そのまま大人しく目を閉じ、体温計が鳴るまで陽向の二の腕に触れる。
陽向が恋しくて仕方ない。
体調が悪くなると、こんなにも愛する人が恋しくなるものなのか…。
グッタリしながらしながら体温計の音でハッとなる。
湊は再び舞い戻って来た悪寒を悟られまいと毛布に顔をうずめた。
「えーっ…やっぱりまた熱上がってるじゃん」
陽向は体温計を手に取りブツブツ言いながら立ち上がった。
チラ見した体温計は38度台を計測していた。
「あー…ひな…待って…。帰んないで…」
「帰るわけないでしょっ!ほら、湊っ……ベッド行くよ」
陽向に支えられながら廊下に出てすぐ右にあるベッドルームに連れて行かれる。
視界がぼやんとしている。
そのままベッドに横になり、あーとかうーとかわけのわからない言葉を発している自分が恥ずかしい。
「ひなたー…」
「なーにー?」
「あたまいたい…。

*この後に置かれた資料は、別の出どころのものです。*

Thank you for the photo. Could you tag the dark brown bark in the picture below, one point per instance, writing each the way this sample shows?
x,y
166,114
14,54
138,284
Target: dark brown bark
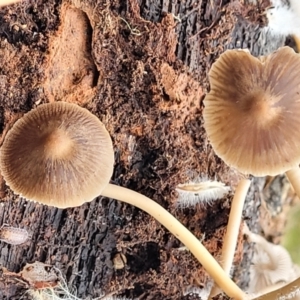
x,y
132,74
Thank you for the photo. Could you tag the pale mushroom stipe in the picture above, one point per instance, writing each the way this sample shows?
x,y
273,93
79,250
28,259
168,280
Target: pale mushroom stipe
x,y
251,117
68,130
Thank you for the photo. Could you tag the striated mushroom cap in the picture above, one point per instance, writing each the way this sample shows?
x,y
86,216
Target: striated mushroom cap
x,y
58,154
252,113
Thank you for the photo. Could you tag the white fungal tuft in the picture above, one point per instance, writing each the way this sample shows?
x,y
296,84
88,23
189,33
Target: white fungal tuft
x,y
206,191
203,292
284,18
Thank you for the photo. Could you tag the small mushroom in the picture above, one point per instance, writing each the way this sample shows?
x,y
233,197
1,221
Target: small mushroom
x,y
61,155
251,117
252,111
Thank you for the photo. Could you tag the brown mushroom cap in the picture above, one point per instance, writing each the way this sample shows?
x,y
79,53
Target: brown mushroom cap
x,y
58,154
252,113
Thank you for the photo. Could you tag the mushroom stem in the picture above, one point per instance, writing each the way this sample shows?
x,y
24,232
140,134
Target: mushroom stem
x,y
181,232
293,176
288,291
232,230
233,225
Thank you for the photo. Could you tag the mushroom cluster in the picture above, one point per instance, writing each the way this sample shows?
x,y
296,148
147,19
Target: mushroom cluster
x,y
61,155
251,117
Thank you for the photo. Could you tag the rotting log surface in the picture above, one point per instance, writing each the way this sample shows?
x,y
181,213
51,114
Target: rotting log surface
x,y
138,85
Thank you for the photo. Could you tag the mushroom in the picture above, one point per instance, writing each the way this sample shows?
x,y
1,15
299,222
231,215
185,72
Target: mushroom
x,y
66,147
252,117
60,155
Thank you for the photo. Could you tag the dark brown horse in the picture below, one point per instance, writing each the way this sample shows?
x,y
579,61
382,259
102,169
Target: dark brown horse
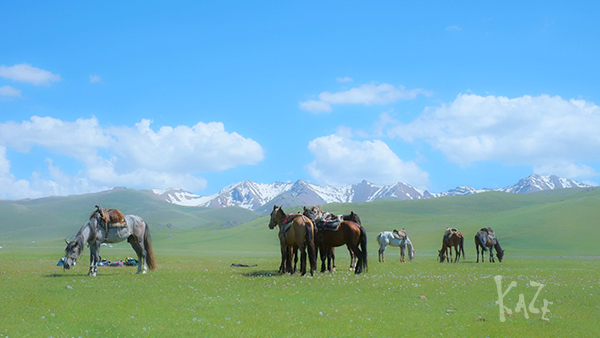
x,y
486,239
349,232
452,239
295,231
324,220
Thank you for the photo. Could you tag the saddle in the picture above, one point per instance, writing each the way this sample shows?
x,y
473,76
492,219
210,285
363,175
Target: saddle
x,y
328,223
109,218
450,231
287,223
399,234
489,237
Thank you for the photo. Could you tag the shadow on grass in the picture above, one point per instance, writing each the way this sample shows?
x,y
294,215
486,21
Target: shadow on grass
x,y
58,275
261,273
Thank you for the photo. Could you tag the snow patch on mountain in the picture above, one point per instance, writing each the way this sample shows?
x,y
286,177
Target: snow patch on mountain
x,y
251,195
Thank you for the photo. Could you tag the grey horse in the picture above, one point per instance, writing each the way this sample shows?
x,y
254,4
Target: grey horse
x,y
97,231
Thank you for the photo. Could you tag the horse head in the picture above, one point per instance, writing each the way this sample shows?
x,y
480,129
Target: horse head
x,y
352,217
500,254
313,213
442,255
276,216
72,252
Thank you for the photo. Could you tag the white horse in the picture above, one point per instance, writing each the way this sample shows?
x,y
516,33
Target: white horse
x,y
386,238
98,230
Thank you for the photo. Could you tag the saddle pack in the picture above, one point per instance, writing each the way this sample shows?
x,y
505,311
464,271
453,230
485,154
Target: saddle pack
x,y
109,218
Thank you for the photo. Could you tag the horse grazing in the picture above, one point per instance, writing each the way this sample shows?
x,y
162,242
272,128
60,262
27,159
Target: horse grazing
x,y
295,231
395,238
452,238
486,239
325,221
99,229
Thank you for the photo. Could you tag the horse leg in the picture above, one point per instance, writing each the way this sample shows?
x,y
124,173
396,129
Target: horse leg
x,y
94,258
283,259
140,250
381,251
358,256
352,258
402,260
303,260
295,258
331,259
332,255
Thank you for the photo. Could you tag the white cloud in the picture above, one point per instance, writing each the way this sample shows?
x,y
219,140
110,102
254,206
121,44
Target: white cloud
x,y
315,106
203,147
27,73
136,157
9,91
95,79
367,94
344,79
542,131
339,160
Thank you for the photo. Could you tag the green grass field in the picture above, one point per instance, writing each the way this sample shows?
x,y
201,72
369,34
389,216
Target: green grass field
x,y
197,293
549,238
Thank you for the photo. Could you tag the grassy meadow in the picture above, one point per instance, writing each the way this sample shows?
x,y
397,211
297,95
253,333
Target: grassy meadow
x,y
549,238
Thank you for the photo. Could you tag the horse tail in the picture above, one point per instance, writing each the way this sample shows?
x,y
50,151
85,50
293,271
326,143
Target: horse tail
x,y
310,242
480,241
462,246
363,247
150,261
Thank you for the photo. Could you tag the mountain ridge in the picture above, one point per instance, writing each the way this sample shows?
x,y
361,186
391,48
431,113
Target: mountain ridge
x,y
253,196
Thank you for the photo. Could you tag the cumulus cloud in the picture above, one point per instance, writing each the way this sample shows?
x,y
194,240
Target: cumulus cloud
x,y
547,132
203,147
9,91
344,79
95,79
136,156
27,73
340,160
367,94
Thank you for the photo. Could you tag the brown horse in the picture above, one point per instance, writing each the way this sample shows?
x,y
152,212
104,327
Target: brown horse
x,y
295,231
452,238
486,239
349,232
323,220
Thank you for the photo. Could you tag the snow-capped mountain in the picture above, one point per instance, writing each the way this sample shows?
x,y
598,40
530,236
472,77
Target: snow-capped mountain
x,y
535,183
251,195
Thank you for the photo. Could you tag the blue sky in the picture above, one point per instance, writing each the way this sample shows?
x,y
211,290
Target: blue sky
x,y
200,95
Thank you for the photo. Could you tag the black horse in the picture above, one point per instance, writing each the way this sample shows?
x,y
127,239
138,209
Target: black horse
x,y
486,239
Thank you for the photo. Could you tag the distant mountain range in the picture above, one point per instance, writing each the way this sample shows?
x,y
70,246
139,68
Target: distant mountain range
x,y
259,196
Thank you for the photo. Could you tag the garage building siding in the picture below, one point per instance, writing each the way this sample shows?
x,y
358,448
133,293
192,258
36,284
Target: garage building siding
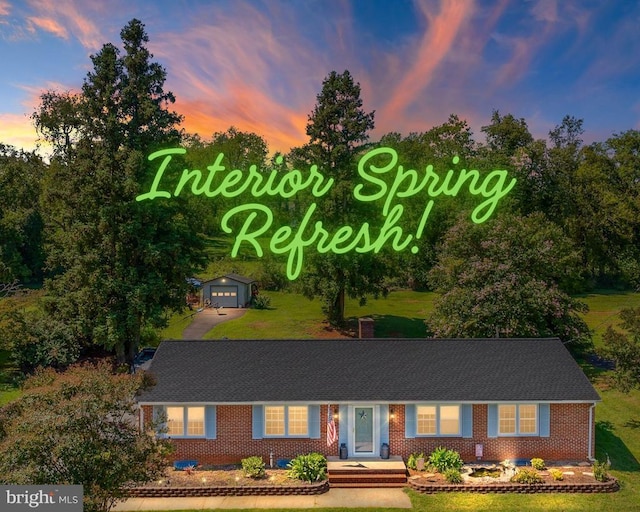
x,y
228,291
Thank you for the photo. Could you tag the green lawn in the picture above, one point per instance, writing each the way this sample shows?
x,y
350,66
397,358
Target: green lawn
x,y
604,307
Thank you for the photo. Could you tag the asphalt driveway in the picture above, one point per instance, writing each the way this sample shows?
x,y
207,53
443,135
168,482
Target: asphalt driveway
x,y
207,319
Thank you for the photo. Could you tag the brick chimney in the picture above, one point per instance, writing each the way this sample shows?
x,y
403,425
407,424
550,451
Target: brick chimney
x,y
365,328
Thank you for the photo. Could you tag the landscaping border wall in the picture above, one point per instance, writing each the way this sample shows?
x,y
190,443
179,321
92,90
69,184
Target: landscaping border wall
x,y
586,488
229,490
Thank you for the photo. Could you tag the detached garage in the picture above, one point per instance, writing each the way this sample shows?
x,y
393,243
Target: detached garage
x,y
229,291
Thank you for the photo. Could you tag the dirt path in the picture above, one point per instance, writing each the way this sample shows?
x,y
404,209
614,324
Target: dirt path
x,y
207,319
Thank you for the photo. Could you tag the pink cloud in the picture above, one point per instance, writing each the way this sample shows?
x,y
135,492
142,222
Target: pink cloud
x,y
243,69
5,8
437,40
17,130
49,25
64,17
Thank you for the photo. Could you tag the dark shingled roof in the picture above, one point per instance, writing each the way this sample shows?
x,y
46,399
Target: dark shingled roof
x,y
235,277
386,370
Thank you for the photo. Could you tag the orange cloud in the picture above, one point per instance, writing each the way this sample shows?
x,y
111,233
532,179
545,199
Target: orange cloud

薬…引き出しにあるから…ちょーだい…」
半ばうわ言のように呟くと、陽向は言われた通りに薬を取り出し、自分の膝に湊の頭を乗せ、ゆっくりと薬を口に入れた。
ペットボトルの口を、自分の口に当ててくれる。
「飲める?」
「ん…」
湊はヒーヒー言いながら薬を飲み込んだ。
きっと、明日の朝には楽になっているだろう。
ブルブル震える身体に、たくさん布団をかけてくれる。
「1時間ぐらいすればきっと楽になるよ」
陽向の優しい言葉に、胸がキュンとなった。
こんな看護師、最高だな…と、思いながら湊は陽向の手を握って深い眠りに落ちた。